Dynamics in Affinity-Weighted Preferential Attachment Networks

Abstract

During the formation process of stochastic networks, nodes tend to establish edges based on selective linkage mechanisms. In general, these mechanisms involve probability distributions that underlie the selection of target nodes. In social networks, edges are often associated to relationships that are homophilic with respect to individual traits. Such traits include, for example, gender and age, and are referred to as node types. Our work considers an affinity-weighted preferential attachment model that characterizes the tendency of two group of nodes to connect to other nodes of the same type. We derive mathematical expressions for the dynamics and convergence of homophily measures at the node, group, and network level. Furthermore, we characterize the convergence of network modularity and show that the formation of community structures can be expressed as a function of network homophily.

Appendix

Note that \(\beta _1+\beta _2=2m\). In particular, according to Eq. (8), we know that

$$\begin{aligned} \beta _1&=mp_1+\frac{mp_1q}{2q-1+\frac{2(1-q)}{\alpha _1}}+\frac{mp_2(1-q)}{1-2q+\frac{2q}{\alpha _1}},\\ \beta _2&=mp_2+\frac{mp_2q}{2q-1+\frac{2(1-q)}{\alpha _2}}+\frac{mp_1(1-q)}{1-2q+\frac{2q}{\alpha _2}}, \end{aligned}$$

where

$$\begin{aligned} \alpha _1&=p_1+\frac{p_1q}{2q-1+\frac{1-q}{p_1}}+\frac{p_2(1-q)}{1-2q+\frac{q}{p_1}},\\ \alpha _2&=p_2+\frac{p_2q}{2q-1+\frac{1-q}{p_2}}+\frac{p_1(1-q)}{1-2q+\frac{q}{p_2}}. \end{aligned}$$

First, note that \(\alpha _1+\alpha _2=2\).
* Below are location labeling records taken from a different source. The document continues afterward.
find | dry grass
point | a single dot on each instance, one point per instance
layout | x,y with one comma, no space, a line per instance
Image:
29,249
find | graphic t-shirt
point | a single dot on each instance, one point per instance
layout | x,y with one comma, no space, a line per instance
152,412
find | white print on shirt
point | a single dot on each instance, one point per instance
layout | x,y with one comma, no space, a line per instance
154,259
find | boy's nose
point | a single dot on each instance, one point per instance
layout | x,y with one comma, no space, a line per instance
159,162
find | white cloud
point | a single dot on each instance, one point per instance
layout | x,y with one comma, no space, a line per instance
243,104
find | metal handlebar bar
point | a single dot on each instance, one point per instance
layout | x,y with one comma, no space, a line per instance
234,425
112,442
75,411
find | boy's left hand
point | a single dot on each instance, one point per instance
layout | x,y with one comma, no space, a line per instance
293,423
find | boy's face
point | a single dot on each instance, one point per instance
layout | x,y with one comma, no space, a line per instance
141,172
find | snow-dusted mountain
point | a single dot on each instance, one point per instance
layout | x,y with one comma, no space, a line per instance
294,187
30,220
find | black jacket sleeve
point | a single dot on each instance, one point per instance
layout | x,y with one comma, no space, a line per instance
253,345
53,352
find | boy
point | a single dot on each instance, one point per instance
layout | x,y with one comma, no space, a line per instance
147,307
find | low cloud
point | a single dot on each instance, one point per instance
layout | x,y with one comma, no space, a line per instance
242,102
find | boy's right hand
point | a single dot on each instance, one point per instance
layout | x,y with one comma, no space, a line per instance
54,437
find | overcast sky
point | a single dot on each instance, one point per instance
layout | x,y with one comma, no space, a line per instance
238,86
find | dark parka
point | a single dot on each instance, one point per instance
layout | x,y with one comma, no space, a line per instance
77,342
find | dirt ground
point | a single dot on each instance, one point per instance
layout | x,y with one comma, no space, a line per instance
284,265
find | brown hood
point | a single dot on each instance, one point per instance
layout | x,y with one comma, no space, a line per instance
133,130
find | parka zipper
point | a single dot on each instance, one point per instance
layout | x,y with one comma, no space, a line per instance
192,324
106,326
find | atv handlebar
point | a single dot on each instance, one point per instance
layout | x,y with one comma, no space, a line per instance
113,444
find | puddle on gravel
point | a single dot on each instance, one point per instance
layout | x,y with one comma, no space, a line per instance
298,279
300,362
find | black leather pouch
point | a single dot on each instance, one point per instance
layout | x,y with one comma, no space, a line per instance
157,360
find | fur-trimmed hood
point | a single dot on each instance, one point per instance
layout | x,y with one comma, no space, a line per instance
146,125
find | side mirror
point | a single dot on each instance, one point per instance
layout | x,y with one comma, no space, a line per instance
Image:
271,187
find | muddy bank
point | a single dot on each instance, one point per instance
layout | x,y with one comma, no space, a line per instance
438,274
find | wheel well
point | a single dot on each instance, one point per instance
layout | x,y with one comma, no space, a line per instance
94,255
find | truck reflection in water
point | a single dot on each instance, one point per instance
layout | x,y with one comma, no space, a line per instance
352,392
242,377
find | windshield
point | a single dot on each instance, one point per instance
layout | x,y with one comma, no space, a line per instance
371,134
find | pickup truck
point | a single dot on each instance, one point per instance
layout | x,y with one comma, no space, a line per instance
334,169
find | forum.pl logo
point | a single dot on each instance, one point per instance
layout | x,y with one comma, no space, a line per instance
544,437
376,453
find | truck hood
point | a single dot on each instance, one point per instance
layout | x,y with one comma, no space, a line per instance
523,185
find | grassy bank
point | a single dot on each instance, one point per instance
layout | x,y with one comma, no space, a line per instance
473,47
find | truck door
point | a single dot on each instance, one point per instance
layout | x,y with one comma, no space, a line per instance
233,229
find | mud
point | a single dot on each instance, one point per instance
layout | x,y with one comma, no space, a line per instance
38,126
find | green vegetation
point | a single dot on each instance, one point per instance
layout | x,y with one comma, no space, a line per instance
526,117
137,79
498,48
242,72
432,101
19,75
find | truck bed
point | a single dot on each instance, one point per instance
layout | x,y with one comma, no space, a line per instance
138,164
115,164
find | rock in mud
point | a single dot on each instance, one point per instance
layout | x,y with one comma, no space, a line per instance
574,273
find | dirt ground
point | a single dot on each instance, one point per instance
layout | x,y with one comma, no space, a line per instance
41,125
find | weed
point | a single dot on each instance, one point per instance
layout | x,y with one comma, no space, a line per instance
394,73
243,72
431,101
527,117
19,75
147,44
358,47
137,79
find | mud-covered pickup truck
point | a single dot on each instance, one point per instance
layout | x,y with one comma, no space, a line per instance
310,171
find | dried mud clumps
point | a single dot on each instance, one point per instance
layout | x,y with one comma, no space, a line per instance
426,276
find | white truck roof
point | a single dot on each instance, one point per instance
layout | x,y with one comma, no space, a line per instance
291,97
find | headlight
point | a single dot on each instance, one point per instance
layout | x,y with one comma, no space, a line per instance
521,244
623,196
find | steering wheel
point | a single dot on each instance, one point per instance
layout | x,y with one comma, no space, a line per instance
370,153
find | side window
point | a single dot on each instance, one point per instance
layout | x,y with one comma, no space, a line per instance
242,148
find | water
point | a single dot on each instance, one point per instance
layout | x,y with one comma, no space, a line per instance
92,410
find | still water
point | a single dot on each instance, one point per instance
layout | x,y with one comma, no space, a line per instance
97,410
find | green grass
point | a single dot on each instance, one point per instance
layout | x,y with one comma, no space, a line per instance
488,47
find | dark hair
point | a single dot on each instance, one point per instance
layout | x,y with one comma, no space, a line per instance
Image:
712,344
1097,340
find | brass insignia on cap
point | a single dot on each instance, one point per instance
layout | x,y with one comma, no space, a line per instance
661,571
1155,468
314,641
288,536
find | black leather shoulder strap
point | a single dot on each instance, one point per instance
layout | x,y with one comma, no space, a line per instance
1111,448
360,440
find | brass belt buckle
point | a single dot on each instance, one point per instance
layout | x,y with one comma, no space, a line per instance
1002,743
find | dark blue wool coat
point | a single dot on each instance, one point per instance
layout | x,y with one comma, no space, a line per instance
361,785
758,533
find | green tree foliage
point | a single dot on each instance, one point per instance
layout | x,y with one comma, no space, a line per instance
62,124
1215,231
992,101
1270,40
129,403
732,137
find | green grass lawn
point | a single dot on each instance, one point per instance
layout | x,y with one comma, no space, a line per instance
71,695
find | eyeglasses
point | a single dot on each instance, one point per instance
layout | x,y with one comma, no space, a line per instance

In particular, because \(p_2=1-p_1\), we know that

$$\begin{aligned} \frac{q}{2q-1+\frac{1-q}{p_1}}+\frac{1-q}{1-2q+\frac{q}{p_2}}&=\frac{p_1q}{(2q-1)p_1+1-q}+\frac{(1-p_1)(1-q)}{(1-2q)(1-p_1)+q}=1.\\ \end{aligned}$$

Similarly, we can show that

$$\begin{aligned} \frac{q}{2q-1+\frac{1-q}{p_2}}+\frac{1-q}{1-2q+\frac{q}{p_1}}=1, \end{aligned}$$

and so \(\alpha _1+\alpha _2=2(p_1+p_2)=2\). Second, since \(\alpha _2=2-\alpha _1\), we have

$$\begin{aligned} \frac{q}{2q-1+\frac{2(1-q)}{\alpha _2}}+\frac{1-q}{1-2q+\frac{2q}{\alpha _1}}&=\frac{q}{2q-1+\frac{2(1-q)}{2-\alpha _1}}+\frac{1-q}{1-2q+\frac{2q}{\alpha _1}}\\&=\frac{(2-\alpha _1)q}{(2q-1)(2-\alpha _1)+2-2q}+\frac{\alpha _1(1-q)}{(1-2q)\alpha _1+2q}\\&=1. \end{aligned}$$

Similarly

$$\begin{aligned} \frac{q}{2q-1+\frac{2(1-q)}{\alpha _1}}+\frac{1-q}{1-2q+\frac{2q}{\alpha _2}}=1. \end{aligned}$$

So

$$\begin{aligned} \frac{mp_1q}{2q-1+\frac{2(1-q)}{\alpha _1}}+\frac{mp_1(1-q)}{1-2q+\frac{2q}{\alpha _2}}&=mp_1,\\ \frac{mp_2q}{2q-1+\frac{2(1-q)}{\alpha _2}}+\frac{mp_2(1-q)}{1-2q+\frac{2q}{\alpha _1}}&=mp_2, \end{aligned}$$

and thus \(\beta _1+\beta _2=2m(p_1+p_2)=2m\).